Smith C J
Laboratory of Molecular Microbiology, National Institute of Allergy and Infectious Diseases, Frederick, Maryland 21701.
J Bacteriol. 1987 Oct;169(10):4589-96. doi: 10.1128/jb.169.10.4589-4596.1987.
The Bacteroides pBI136 clindamycin resistance (Ccr) determinant from the composite transposon Tn4551 was cloned onto the shuttle plasmid pFD160, and the regions necessary for expression in Bacteroides fragilis were determined. These results suggested that transcriptional regulatory signals required for Ccr were located in the Tn4551 direct repeat sequence (DRS) adjacent to the resistance determinant. Analysis of the nucleotide sequence of this region revealed that the Ccr structural gene, 798 base pairs (bp), was located 17 bp from the terminus of the DRS and that this gene (ermFS) differed from ermF (pBF4) by one amino acid. The DRS element was found to be 1,155 bp and appeared to contain the ermFS transcription start signals. The DRS structure was typical of insertion sequence elements isolated from other bacterial species, and its termini were characterized by 25-bp regions of imperfect dyad symmetry. The DRS was dominated by a 978-bp open reading frame, which terminated in the left inverted repeat 27 bp from the ermFS start codon, and weak amino acid sequence homology was observed with the putative transposase of IS3. Promoter activity of the DRS in B. fragilis was demonstrated by in vitro construction of operon fusions with a promoterless ermFS gene followed by transformation of the recombinant plasmids with selection for resistance to clindamycin. The location of one DRS promoter was identified by using the ermFS fusions and then verified by in vitro mutagenesis of the site with single-stranded linkers. Northern blot (RNA blot) analysis of total RNA from B. fragilis strains containing pBI136 or ermFS recombinant plasmids confirmed the location of this promoter and indicated that it was used in vivo by Tn4551. A second DRS promoter, which activated ermFS transcription by readthrough of the large DRS open reading frame, was also identified by the Northern blot analysis. The bicistronic ermFS message was not observed in strains containing a complete copy of Tn4551, and the possibility of transcriptional regulation is discussed.

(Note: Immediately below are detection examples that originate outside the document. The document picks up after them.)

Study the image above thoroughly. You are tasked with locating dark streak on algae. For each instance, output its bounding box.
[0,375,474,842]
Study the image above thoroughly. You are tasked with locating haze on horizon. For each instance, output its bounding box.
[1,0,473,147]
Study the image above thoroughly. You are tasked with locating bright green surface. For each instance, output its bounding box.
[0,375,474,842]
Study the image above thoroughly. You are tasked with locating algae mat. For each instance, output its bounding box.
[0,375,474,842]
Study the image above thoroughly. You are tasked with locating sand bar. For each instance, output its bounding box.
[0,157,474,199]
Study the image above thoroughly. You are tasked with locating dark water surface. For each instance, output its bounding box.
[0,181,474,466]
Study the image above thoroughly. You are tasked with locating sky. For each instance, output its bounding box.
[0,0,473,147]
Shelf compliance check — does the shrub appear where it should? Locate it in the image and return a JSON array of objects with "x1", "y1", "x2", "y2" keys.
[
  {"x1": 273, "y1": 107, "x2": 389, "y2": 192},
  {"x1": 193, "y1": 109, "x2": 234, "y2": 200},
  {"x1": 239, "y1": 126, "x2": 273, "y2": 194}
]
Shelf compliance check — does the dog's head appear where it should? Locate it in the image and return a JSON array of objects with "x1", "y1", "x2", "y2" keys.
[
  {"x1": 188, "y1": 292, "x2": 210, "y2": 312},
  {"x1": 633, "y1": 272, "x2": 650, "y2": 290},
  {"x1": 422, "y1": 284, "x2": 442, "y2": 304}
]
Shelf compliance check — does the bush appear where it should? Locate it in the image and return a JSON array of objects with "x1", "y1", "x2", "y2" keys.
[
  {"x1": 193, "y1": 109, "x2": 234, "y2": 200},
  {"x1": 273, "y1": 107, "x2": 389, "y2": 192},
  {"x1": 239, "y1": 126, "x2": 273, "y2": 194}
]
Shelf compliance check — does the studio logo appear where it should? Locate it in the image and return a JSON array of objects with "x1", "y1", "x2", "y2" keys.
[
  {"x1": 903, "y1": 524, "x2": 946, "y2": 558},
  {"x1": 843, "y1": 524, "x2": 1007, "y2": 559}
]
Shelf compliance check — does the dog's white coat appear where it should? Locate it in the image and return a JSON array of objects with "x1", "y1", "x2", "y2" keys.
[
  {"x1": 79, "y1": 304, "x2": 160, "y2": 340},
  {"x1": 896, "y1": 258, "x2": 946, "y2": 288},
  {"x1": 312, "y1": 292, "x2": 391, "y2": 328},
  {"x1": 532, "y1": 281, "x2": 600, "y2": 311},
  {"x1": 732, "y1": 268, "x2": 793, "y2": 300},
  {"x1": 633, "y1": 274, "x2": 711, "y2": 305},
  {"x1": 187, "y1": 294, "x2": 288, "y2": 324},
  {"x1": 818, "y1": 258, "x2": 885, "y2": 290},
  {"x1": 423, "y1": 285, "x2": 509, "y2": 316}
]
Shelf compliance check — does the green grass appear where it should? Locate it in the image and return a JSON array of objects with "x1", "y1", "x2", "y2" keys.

来自复合转座子Tn4551的脆弱拟杆菌pBI136克林霉素抗性(Ccr)决定簇被克隆到穿梭质粒pFD160上,并确定了在脆弱拟杆菌中表达所需的区域。这些结果表明,Ccr所需的转录调控信号位于与抗性决定簇相邻的Tn4551直接重复序列(DRS)中。对该区域核苷酸序列的分析表明,Ccr结构基因长798个碱基对(bp),位于DRS末端17 bp处,该基因(ermFS)与ermF(pBF4)仅相差一个氨基酸。发现DRS元件长1155 bp,似乎包含ermFS转录起始信号。DRS结构是从其他细菌物种中分离出的插入序列元件的典型结构,其末端的特征是有25 bp的不完全二重对称区域。DRS主要由一个978 bp的开放阅读框组成,该阅读框在左反向重复序列中终止,距ermFS起始密码子27 bp,并且与IS3的推定转座酶存在弱氨基酸序列同源性。通过将无启动子的ermFS基因与操纵子进行体外融合构建,然后将重组质粒转化并选择对克林霉素的抗性,证明了DRS在脆弱拟杆菌中的启动子活性。通过使用ermFS融合体鉴定了一个DRS启动子的位置,然后通过用单链接头对该位点进行体外诱变进行了验证。对含有pBI136或ermFS重组质粒的脆弱拟杆菌菌株的总RNA进行Northern印迹(RNA印迹)分析,证实了该启动子的位置,并表明Tn4551在体内使用该启动子。Northern印迹分析还鉴定了第二个DRS启动子,该启动子通过大DRS开放阅读框的通读激活ermFS转录。在含有完整Tn4551拷贝的菌株中未观察到双顺反子ermFS信息,并讨论了转录调控的可能性。